Should you aye be stravaigin the Net juist mibby ye'll hae come across a braw notion for the weans. The Scuil Wab is just part of a new electronic package launched by the Scottish National Dictionary Association this year to help kids stay in touch with their native tongue. Part of their new website, the Wab complements their already published support material for teachers, and Scots School Dictionary. It uses colour graphics to entice mini loggers-on to become word snowkers - sort of semantic truffle hounds listening out for Scots words they've heard used in any part of their lives.

Or, as the site has it: ''tak tent o onie Scots wors used by yer freens or faimillie the day. Or mibbie ye've seen a Scots word in a buik or newspaper, or heard yin on the TV? Tell us whit Scots words ye ken by fillin ooot the form ablow.'' The invasion of the Internet is just part of the SNDAUs determined push to ensure the revival in Scots usage travels the same information highway as the age group it's most keen to reach. As editorial director Iseabail Macleod acknowledges: ''There's no question that the amount of Scots used has receded in the last 250 years, yet it's not so much disappearing as being used by fewer people.'' The obvious antidote to that pattern is to grow your own linguists and over the last few years with the arrival of superb teaching aids like The Kist, the Scottish educational establishment - however belatedly- has now got the Scots bit between its teeth.

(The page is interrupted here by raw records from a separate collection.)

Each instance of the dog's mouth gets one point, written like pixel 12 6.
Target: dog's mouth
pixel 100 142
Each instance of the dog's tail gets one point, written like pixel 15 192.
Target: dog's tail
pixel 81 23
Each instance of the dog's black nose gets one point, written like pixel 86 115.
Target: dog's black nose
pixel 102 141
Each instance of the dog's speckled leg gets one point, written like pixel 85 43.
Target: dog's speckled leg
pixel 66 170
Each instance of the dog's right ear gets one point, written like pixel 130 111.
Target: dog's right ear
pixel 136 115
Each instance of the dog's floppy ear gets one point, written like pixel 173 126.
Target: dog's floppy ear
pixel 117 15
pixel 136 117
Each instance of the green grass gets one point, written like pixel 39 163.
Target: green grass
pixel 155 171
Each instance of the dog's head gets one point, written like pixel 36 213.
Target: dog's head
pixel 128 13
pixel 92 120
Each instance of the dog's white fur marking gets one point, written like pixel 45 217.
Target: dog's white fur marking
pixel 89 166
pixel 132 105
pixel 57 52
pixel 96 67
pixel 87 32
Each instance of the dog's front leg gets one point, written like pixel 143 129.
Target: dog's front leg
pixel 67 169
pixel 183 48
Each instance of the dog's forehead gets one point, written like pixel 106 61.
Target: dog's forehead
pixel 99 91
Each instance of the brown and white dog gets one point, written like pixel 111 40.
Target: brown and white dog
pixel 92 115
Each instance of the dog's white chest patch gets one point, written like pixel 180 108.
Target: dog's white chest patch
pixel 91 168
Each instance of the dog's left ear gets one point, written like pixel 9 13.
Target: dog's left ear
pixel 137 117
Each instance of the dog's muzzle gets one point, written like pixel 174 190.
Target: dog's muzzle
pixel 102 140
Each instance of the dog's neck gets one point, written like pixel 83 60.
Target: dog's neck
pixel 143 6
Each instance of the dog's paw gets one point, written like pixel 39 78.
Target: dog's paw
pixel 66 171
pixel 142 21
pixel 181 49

Iseabail and her colleagues are now celebrating a fresh excitement on their patch - news that their lottery application towards a CD Rom version of the schools dictionary which runs amusing activity-based programmes alongside the basic learning text. A grant from the lottery's New Directions fund was matched by the Carnegie Trust and the result, hopes the SNDA, will be ready access to a guid Scots tung for surfers of all ages. The target audience, however, is the upper primary and lower secondary classes, encouraging the younger participants with Scots versions of standard childhood favourites like an electronic Auld Macdonald's Ferm inviting you to match pictures of animal to captions like forkietail and puddock, a Scots version of The Meenister's Cat, not even to mention a Blear-Ma-Ee (''call my bluff'' to those of us still semantically challenged by our own rich heritage.

There are echoes of that fun element even in the written support materials now available to teaching staff with songs, stories, poems, and cartoons of crabbit cats and fleein' grannies.

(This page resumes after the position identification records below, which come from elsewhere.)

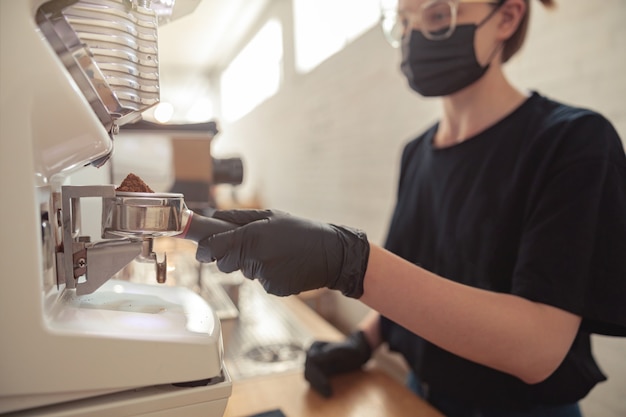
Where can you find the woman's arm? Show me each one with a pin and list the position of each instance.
(526, 339)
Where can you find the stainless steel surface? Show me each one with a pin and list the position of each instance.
(265, 338)
(142, 215)
(81, 264)
(110, 48)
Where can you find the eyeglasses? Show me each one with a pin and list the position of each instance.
(436, 19)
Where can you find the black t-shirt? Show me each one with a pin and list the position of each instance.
(535, 206)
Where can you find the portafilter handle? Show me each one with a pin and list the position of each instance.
(197, 227)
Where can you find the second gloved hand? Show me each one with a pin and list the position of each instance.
(325, 359)
(288, 254)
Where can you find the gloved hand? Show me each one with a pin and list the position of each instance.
(288, 254)
(325, 359)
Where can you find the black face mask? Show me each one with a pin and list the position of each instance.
(439, 68)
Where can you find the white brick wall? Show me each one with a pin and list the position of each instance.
(328, 145)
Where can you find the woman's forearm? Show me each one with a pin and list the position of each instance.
(485, 327)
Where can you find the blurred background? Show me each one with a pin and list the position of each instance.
(305, 101)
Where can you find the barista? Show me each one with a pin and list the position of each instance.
(506, 247)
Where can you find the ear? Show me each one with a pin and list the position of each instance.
(510, 16)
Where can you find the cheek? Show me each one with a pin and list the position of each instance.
(485, 43)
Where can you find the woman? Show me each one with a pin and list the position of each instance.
(506, 247)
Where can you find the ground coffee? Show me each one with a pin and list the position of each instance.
(132, 183)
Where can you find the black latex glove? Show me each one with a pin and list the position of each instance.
(325, 359)
(288, 254)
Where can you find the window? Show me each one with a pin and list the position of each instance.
(324, 27)
(255, 74)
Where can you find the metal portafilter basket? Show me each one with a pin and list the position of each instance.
(145, 216)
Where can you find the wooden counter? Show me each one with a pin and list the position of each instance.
(365, 393)
(370, 393)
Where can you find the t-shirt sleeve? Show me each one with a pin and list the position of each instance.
(573, 247)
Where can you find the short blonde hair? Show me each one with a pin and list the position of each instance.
(515, 42)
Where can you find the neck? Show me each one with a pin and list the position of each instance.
(475, 108)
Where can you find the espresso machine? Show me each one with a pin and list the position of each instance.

Of course the adult component in this exercise also needs to be well motivated - not much use having eager beaver kids with a teacher who doesn't much see the point of it all. But, according to Iseabail, the training colleges have taken that on board and there's been little resistance from the staff room.

As with all cultural ventures in Scotland there are conflicting opinions as to how best we might revive Scots usage at all levels. The more pedantic tendency tends to get its breeks in a bit of a fankle over original spellings, and, at the more obsessive end of the enthusiasts' scale there are those who would try and find a Scots word to replace every part of our exchanges.

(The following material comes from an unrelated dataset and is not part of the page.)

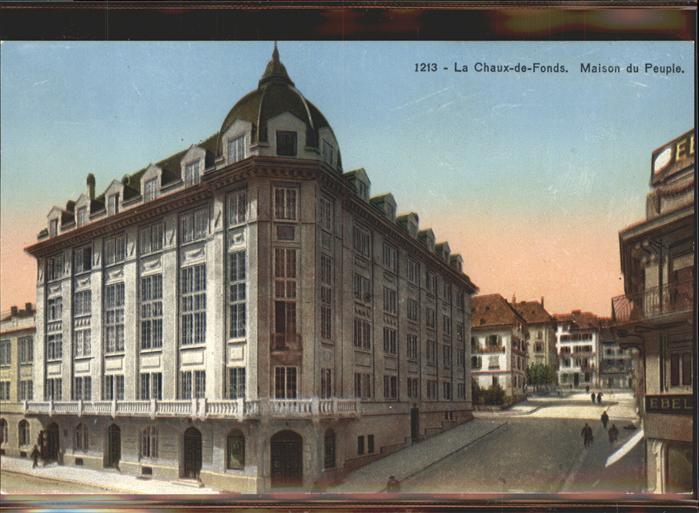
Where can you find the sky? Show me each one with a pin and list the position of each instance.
(529, 176)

That hardly seems the most practical option given that some of the words pressed into service would have been languishing in the conversational dustbin these many centuries.

While Isebail and her colleagues steadfastly avoid being drawn into that kind of debate, their belief is that you can only change habits and enhance Scots language use naturally rather than by disinterring words long since discarded by a multi-cultural world.

You could argue, too, that a mix of English and Scots is both practical and less startling to the ear than Gaelic sentences suddenly punctated by phrases like satellite dish and astronaut.

It seems to this depressingly mono-lingual Scot that what most matters is that bairns from Galloway to Wester Ross, from the Borders to Caithness are all encouraged to make the language of their community and their home a normal part of the rest of their lives.

Already, thankfully, we've mostly got over the hurdle of having them leave their natural tongue at the school room door. Now the richness and status of that vocabulary will be further reinforced by their finding their thoughts echoed on screen as well.

You might reasonably have supposed that stray surfers from elsewhere in our global visit might be gey dumfoonert by visiting the SNDA website. But never underestimate the enthusiasm of the ex- pat Scot, however many generations removed from his or her origins. So, among unexpected words snowkers are Californian cousins anxious to report that their offspring can still tummle their wilkies wi' the best o' them. Gaun yersel' Elmer. The SNDA will take all the help it can get.